Resolving that one issue, I believe, would go a very long way toward eliminating many of the most pressing issues that we face. Washington, DC, without a doubt, has become the most powerful, some would say corrupt, city in the world, and no one who enters its enormous sphere of influence can help but be changed by it... and usually not for the better.

It’s almost become trite to say, but with very few exceptions, virtually every politician’s top priority, regardless of party, platform or principle, is to get re-elected. As soon as they arrive, they are surrounded by and steeped in the career mentality that pervades Washington, D.C. It is imposed on them, infused into them, particularly by the old dogs, the veterans, the party leaders, and soon the urgency of becoming a part of that culture of power supersedes anything they may have promised during their campaign. The wants and needs of the people who sent them there – the folks back home – all take a back seat to the new imperative – raise money for the Party, and ultimately for re-election.

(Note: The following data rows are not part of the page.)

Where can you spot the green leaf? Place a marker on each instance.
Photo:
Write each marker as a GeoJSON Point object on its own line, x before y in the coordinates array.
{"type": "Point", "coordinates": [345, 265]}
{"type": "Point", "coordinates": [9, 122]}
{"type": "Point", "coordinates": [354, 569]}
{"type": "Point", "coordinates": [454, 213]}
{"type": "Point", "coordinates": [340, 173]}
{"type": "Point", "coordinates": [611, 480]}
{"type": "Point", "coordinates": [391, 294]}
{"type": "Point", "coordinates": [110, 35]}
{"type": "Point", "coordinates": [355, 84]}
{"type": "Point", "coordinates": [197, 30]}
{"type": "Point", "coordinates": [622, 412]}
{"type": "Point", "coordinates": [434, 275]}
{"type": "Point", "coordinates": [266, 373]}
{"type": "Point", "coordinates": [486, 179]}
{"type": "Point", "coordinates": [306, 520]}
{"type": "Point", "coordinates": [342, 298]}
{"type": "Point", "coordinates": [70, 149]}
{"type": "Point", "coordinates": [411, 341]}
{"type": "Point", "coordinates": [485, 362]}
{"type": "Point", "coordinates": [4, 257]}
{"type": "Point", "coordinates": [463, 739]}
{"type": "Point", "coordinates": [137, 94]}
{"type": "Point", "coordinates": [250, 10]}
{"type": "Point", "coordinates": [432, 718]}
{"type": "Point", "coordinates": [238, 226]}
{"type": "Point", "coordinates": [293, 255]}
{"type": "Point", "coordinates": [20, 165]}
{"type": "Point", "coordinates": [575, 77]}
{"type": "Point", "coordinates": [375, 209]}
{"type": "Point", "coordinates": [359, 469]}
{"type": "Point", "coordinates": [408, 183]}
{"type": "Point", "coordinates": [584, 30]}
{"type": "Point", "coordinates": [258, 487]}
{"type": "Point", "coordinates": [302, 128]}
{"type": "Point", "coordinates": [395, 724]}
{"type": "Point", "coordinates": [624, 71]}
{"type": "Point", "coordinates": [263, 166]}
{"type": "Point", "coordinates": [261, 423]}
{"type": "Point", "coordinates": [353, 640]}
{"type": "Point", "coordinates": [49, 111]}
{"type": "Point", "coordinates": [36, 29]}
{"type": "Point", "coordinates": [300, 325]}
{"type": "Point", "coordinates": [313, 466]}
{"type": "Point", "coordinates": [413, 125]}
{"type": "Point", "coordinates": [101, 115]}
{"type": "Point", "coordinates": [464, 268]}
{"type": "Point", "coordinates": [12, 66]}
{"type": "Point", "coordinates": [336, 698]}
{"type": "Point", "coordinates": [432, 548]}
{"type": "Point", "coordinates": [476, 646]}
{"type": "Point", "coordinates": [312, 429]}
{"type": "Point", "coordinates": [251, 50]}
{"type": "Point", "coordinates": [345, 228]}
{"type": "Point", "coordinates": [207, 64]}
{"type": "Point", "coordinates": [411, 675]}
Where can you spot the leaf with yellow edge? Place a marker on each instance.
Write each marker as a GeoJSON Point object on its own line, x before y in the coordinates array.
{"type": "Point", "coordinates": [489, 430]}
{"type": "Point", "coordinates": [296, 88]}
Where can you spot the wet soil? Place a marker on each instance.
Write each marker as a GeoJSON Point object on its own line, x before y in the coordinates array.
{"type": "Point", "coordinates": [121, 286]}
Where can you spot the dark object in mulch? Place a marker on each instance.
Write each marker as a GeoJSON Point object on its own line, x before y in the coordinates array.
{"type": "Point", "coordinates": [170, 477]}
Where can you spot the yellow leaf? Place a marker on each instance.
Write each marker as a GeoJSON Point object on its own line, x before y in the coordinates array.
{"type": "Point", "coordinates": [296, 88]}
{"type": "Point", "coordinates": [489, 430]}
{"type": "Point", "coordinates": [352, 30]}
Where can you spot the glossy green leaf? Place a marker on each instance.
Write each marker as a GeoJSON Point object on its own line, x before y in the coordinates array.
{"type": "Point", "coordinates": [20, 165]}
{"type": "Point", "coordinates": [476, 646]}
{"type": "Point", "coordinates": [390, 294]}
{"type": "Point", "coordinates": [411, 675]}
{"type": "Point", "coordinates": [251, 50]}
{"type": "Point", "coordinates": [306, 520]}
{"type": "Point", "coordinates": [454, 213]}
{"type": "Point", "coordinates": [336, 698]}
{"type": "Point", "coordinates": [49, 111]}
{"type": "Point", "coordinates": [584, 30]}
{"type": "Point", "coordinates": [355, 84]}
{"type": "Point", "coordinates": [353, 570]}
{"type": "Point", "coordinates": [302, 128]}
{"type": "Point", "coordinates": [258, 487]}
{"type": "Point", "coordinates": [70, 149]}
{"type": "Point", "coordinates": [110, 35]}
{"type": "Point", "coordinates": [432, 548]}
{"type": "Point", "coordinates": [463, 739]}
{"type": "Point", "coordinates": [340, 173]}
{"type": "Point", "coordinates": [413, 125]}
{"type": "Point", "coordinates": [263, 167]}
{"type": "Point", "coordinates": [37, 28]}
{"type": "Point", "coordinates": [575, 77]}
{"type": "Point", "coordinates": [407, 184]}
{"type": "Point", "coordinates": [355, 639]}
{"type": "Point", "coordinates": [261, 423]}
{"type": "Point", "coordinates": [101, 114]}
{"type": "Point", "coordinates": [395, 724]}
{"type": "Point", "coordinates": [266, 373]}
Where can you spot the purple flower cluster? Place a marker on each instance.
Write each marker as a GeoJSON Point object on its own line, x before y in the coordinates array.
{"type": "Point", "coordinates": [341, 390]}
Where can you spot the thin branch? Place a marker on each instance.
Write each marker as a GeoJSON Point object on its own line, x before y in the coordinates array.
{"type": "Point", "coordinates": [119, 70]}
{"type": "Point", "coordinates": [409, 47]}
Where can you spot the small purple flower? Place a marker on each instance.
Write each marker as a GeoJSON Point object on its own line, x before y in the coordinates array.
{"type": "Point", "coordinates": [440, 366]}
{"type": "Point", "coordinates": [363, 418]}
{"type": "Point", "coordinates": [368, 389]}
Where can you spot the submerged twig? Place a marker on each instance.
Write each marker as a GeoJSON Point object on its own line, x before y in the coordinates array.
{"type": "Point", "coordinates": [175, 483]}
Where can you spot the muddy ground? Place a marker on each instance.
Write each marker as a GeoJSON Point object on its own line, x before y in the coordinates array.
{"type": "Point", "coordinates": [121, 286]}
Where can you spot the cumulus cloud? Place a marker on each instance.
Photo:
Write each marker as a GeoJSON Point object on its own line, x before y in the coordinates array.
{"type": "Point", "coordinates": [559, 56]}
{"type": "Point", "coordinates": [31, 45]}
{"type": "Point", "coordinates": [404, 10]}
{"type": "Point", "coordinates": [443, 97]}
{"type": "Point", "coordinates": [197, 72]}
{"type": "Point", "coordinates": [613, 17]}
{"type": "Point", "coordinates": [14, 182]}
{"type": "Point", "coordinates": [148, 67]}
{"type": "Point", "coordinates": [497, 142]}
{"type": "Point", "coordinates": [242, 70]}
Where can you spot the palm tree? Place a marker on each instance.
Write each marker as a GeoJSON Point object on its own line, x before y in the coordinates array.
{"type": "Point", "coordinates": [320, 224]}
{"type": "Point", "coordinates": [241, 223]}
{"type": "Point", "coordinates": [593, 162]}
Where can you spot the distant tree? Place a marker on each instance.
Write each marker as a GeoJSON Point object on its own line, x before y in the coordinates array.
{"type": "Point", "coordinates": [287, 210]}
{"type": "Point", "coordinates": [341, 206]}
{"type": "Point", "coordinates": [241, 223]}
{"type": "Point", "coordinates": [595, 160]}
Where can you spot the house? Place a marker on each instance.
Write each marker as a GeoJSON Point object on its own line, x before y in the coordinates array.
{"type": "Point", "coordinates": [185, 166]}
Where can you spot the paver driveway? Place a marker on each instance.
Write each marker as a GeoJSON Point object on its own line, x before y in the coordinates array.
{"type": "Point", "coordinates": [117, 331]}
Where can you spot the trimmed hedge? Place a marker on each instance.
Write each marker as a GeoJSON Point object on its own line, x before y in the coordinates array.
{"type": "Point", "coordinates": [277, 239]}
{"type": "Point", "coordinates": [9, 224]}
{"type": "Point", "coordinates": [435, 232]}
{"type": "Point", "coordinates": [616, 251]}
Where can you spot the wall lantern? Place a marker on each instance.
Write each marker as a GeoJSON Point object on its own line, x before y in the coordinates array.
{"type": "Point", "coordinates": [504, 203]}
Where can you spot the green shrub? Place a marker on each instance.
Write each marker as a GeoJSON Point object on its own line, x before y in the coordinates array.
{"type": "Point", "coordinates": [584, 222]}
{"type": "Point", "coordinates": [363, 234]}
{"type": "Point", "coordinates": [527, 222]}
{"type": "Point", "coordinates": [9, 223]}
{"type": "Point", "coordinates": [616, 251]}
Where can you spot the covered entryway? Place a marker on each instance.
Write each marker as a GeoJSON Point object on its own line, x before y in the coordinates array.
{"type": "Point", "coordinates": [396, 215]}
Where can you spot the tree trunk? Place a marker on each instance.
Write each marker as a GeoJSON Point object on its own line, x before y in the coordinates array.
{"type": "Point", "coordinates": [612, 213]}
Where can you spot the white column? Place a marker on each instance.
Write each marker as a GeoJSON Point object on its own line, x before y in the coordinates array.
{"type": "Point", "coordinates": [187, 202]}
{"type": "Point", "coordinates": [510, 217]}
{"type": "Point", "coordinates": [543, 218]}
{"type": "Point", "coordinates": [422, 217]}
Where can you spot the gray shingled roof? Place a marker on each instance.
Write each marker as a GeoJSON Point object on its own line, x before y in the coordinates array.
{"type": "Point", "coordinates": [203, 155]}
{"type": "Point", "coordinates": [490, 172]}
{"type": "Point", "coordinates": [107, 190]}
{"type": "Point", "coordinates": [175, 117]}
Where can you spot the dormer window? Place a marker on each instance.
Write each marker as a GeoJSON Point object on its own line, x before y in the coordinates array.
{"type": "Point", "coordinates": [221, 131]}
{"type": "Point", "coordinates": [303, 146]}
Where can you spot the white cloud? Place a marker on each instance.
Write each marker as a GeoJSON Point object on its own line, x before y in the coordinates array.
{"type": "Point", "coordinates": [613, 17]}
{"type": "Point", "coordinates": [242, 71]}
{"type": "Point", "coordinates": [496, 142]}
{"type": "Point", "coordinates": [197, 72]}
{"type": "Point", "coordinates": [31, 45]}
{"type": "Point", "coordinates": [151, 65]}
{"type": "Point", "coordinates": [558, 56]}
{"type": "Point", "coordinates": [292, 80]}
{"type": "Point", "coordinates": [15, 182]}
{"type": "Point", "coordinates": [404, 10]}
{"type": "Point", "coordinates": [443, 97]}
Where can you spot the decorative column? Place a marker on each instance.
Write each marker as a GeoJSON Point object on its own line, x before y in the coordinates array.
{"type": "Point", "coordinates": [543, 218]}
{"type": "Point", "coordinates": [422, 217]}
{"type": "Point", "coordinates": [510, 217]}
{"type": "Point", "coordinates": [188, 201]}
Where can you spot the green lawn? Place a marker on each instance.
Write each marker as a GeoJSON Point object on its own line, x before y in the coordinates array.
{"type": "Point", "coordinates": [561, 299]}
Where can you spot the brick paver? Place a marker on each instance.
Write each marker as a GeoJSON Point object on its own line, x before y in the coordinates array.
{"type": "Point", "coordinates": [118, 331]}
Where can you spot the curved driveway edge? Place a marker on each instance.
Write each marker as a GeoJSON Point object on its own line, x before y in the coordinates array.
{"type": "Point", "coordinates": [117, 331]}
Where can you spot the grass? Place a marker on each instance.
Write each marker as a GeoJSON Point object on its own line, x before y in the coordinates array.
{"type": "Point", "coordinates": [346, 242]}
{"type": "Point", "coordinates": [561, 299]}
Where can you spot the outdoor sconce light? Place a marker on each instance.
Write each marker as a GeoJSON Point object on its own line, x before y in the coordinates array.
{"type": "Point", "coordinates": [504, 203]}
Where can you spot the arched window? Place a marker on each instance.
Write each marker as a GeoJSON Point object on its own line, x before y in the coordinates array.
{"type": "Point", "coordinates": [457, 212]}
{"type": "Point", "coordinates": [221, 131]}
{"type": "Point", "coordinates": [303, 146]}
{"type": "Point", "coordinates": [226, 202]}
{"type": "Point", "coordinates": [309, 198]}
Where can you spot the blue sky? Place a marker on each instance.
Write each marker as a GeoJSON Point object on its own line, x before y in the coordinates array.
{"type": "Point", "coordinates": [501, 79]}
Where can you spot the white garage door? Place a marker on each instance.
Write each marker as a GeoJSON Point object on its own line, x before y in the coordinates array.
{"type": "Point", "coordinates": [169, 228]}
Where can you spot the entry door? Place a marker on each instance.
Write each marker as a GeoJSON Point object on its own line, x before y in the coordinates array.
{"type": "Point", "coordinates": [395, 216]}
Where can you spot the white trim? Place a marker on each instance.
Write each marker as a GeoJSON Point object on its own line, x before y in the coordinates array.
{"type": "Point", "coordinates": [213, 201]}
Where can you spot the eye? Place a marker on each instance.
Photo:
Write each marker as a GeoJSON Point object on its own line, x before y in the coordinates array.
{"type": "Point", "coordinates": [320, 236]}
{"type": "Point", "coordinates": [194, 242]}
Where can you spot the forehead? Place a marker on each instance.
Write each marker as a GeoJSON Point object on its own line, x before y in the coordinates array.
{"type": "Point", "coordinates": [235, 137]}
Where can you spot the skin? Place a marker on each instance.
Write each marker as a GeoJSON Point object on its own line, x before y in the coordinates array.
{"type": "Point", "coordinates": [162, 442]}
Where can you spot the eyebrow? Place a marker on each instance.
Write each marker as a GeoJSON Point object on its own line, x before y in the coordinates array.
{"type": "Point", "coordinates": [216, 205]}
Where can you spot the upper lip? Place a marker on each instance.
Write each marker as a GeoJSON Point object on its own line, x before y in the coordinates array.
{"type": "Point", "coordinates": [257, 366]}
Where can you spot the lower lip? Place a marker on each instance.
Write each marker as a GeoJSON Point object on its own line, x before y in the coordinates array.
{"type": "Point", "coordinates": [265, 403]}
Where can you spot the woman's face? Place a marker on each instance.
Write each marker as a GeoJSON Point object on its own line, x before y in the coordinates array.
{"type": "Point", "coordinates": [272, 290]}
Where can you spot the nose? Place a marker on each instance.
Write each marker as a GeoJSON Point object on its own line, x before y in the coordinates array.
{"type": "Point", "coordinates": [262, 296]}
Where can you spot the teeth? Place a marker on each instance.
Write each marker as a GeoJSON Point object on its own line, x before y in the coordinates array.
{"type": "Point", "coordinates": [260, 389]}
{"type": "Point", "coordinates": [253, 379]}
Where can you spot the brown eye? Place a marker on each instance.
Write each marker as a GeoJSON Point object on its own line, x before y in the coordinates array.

In order for a newly elected candidate to maintain the party’s financial support come election time, deals are made that have nothing to do with what’s in the best interest of the voters back home. Legislation is passed at the direction of the party leadership, for instance, without a single legislator having read it. Does any of this sound anything like what the Founding Fathers had in mind when they coined the term, “Citizen Legislator”?